10-15-2013 12:34 PM
You have several problems. (not counting crooked and backwards wires.)
1. You are using Configure Serial Port in the while loop. That should only be done once before the while loop starts. It changes properties of the port and that can take some small amount of time that takes away how fast your loop can run.
2. You are doing picture functions in the same loop where you are doing the VISA read. Picture operations can take up some time thus also slowing down your overall loop rate. That is why I asked if things seem to run better if you disable your picture code.
3. The problem is definitely in your device. It seems to indiscriminately send out lots of data. The other software was probably designed to keep up. Your VI with the picture functions and the reconfiguring of the port every iteration probably prevents it from keeping up. It is often better to have code that is more of a "query and read". Your VI sends a "get data" command to the serial port. The other device gets that command and sends the current data back. Your VI will wait on that data and operate on it once it reads it. This prevents the other device from filling up your PC's serial port with data that you aren't read for.
There are other things you can do. You can put the picture functions in another loop and pass it data by way of producer/consumer. Of course if the consumer can't keep up, then the queue will keep getting longer. But do you really need every piece of data that the device sends? You could probably set the queue to be a finite size. Or use a notifier which behaves a lot like a 1 element queue.
10-16-2013 10:35 PM
RavensFan wrote:
You have several problems. (not counting crooked and backwards wires.)
1. You are using Configure Serial Port in the while loop. That should only be done once before the while loop starts. It changes properties of the port and that can take some small amount of time that takes away how fast your loop can run.
2. You are doing picture functions in the same loop where you are doing the VISA read. Picture operations can take up some time thus also slowing down your overall loop rate. That is why I asked if things seem to run better if you disable your picture code.
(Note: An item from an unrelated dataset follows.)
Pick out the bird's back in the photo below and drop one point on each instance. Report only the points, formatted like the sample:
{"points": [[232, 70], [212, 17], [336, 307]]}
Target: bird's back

3. The problem is definitely in your device. It seems to indiscriminately send out lots of data. The other software was probably designed to keep up. Your VI with the picture functions and the reconfiguring of the port every iteration probably prevents it from keeping up. It is often better to have code that is more of a "query and read". Your VI sends a "get data" command to the serial port. The other device gets that command and sends the current data back. Your VI will wait on that data and operate on it once it reads it. This prevents the other device from filling up your PC's serial port with data that you aren't read for.
There are other things you can do. You can put the picture functions in another loop and pass it data by way of producer/consumer. Of course if the consumer can't keep up, then the queue will keep getting longer. But do you really need every piece of data that the device sends? You could probably set the queue to be a finite size. Or use a notifier which behaves a lot like a 1 element queue.
thanks for ur comment!
1. If I disable picture function, it'll work correctly. 🙂 Now, i'm try to pass the data by way of producer/consumer.
2. I need every piece of data that the device sends to simulate 3D quadrotor model, I'm using MPU6050 IMU.
10-17-2013 12:57 PM
@suxu wrote:
2. I need every piece of data that the device sends to simulate 3D quadrotor model, I'm using MPU6050 IMU.
Are you sure? If you are just using the data to update a picture for the user, you don't need to every piece of data. A user can only see about 30-60 updates per second. If you try to force all the updates and the update rate is too slow, you are going to wind up with stale images as the new data comes in faster than the picture can update. I'd argue that you could decimate the data, or only show the latest data as fast as LabVIEW can actually display it.
Now if you are trying to log all the data to a file, for later analysis, then I can see why you would need every piece of data. In that situation, you should send the data to another file saving loop. Try to optimize that loop so it can save data efficiently. Often that is storing up data and saving it out in larger chunks rather than saving lots of small pieces of data. If you do it in a separate loop, the slowness of the picture updata functions shouldn't affect the loop rate of the file saving looop.
10-17-2013 08:37 PM
thanks for your advice! ^^
04-03-2014 09:27 AM
Hi EVERYBODY
I'am student, and im working on project thats im using LABWINDOWD/CVI (2010) and Pic 18f4550 (USB connection).
I wrote my program on LABWINDOWS, and i program my piv in MICRO PRO C (version 5.60)
the program of the pic is to read what i write (i mean i write text and i must receive the same text).
i installed Visa, and i arrived to make the connection between ISIS and the LABWINDOWS (i mean i test everything vitually)
but when i write the text, the pic receivit without problems, and the pic doesn't send me the text, and i the LAbwindows show me that i have problem in this function (viread).
Actually i dont know the problem, and i need ur help because i need to start working practiclly on the project soon, and i nees to make sure that virtually i dont have no problem.
thank
04-03-2014 09:30 AM
04-04-2014 11:15 AM
You will get better support by posting to the LabWindows/CVI board or the Instrument Control (GPIB, Serial, VISA, IVI. This forum is for LabVIEW users, so it's not likely that LabWindows/CVI users will see this post. Hopefully the link that Dennis posted above can provide some insight to your problem.